Identification also operates along a certain class register in “The Part Played by Servant-Girls.” Unlike Freud’s later discussions of cross-class identifications between women, cases that tend to focus mainly on a servant’s erotic ambitions to kill off the mistress and to take her place with the master,8 this early narrative stages a different scenario: a middle-class daughter’s identification with rival servant-girls who in the past have assumed the mother’s place with the father, the very place that the daughter herself now unconsciously wishes to occupy. The bourgeois woman who identifies with “people of low morals” is one of the first in a long line of Freudian hysterics. The earliest reference to Identifizierung in Freud’s writings, preceding even the present fragmentary notes, helps to clarify the tenuous connections between class, identification, height, and falling that structure so many of Freud’s texts on femininity. In an earlier letter dated December 17, 1896, Freud attempts to explain to Fliess the root mechanism of agoraphobia in women: “No doubt you will guess it if you think of ‘public’ women. It is the repression of the intention to take the first man one meets in the street: envy of prostitution and identification.”9 Freud also cites envy of street-walkers as the basis of another common phobia, fear of “falling out of the window,” where the window is all that consciously remains of a sublimated identification with prostitutes. The phobia is based upon the repression of a particular image: “Going to the window to beckon a man to come up, as prostitutes do” (217). The two phobias in “The Part Played by Servant-Girls” become readable within the context of this earlier passage on cross-class identification. For Freud, the bourgeois woman’s “fear of prostitution” and “fear of being in the street alone” are symptoms of a powerful unconscious identification with “fallen women.”

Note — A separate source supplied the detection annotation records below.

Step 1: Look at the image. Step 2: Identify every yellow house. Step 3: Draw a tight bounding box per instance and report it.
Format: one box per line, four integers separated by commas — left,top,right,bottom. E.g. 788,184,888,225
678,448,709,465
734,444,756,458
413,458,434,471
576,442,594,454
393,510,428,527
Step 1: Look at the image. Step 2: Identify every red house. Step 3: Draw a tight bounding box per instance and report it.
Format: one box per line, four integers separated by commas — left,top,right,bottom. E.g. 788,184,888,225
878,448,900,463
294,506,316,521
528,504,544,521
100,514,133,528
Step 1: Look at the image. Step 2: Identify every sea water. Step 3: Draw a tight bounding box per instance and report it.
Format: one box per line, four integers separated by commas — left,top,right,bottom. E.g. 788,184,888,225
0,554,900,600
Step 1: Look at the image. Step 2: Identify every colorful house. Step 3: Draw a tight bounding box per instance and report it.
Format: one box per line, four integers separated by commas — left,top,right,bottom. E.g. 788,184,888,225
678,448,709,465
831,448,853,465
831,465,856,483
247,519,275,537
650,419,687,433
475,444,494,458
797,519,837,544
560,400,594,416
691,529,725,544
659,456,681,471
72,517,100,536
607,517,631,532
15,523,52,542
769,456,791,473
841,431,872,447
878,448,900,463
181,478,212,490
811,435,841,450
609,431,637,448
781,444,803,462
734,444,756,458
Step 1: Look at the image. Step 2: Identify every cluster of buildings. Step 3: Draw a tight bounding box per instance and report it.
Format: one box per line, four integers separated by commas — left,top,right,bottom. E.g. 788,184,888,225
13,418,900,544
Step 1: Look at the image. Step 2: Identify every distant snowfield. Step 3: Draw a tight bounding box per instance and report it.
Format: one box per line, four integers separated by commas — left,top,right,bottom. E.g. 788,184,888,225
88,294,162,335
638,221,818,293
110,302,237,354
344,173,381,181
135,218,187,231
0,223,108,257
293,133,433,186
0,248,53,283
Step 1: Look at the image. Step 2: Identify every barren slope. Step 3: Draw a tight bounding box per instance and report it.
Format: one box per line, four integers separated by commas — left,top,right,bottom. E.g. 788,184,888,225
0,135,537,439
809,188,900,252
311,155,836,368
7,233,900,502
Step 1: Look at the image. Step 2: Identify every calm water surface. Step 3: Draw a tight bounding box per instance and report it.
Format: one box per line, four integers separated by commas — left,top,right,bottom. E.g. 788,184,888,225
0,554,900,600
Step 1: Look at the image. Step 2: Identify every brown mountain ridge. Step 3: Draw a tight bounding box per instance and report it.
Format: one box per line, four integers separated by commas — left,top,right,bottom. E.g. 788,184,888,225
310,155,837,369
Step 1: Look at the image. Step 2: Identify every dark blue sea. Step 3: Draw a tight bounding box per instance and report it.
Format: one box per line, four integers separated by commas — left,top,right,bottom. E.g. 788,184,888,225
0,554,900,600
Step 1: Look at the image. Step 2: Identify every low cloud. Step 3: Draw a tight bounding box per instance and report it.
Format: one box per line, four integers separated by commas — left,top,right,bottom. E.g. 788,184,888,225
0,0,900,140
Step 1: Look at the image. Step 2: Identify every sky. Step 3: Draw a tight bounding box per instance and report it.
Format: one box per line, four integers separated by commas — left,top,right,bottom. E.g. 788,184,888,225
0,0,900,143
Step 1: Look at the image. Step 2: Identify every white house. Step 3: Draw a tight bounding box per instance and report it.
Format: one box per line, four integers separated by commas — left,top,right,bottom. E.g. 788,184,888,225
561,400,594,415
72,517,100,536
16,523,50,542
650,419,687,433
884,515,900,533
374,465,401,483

When speaking of class identifications, we might recall that Freud personified psychoanalysis itself as a female domestic, objecting spiritedly when other analysts sought to elevate her to the status of a respectable lady. Writing to the American psychoanalyst James Jackson Putnam, Freud protests, “you make psychoanalysis seem so much nobler and more beautiful: in her Sunday clothes I scarcely recognize the servant who performs my household tasks.”10 For Freud, psychoanalysis is less a noble enterprise than a service profession based upon a crass money transaction. While it is tempting to suggest that Freud chose to open his medical practice on an Easter Sunday in 1886 to commemorate his boyhood affection for the Czech nanny who used to bring Freud to Catholic Church with her on Sundays, such an inference is immediately complicated by Freud’s adult dislike for the Church of Rome and its official sanctioning of racial anti-Semitism. It seems truer to say that the economics of psychoanalytic practice provide the material ground of Freud’s own anxious identification with his old Catholic nurse who routinely extorted money from Freud as a child. Several months after the servant-girl tale, Freud confesses in another letter to Fliess that “just as the old woman got money from me for her bad treatment of me, so to-day I get money for my bad treatment of my patients.”11 Freud’s lifelong repudiation of the anti-Semitic caricature of Jewish professional men as unscrupulous, money-grubbing swindlers finds displaced inversion in the parallel Freud draws here between the practicing psychoanalyst and the larcenous Catholic servant woman of his childhood.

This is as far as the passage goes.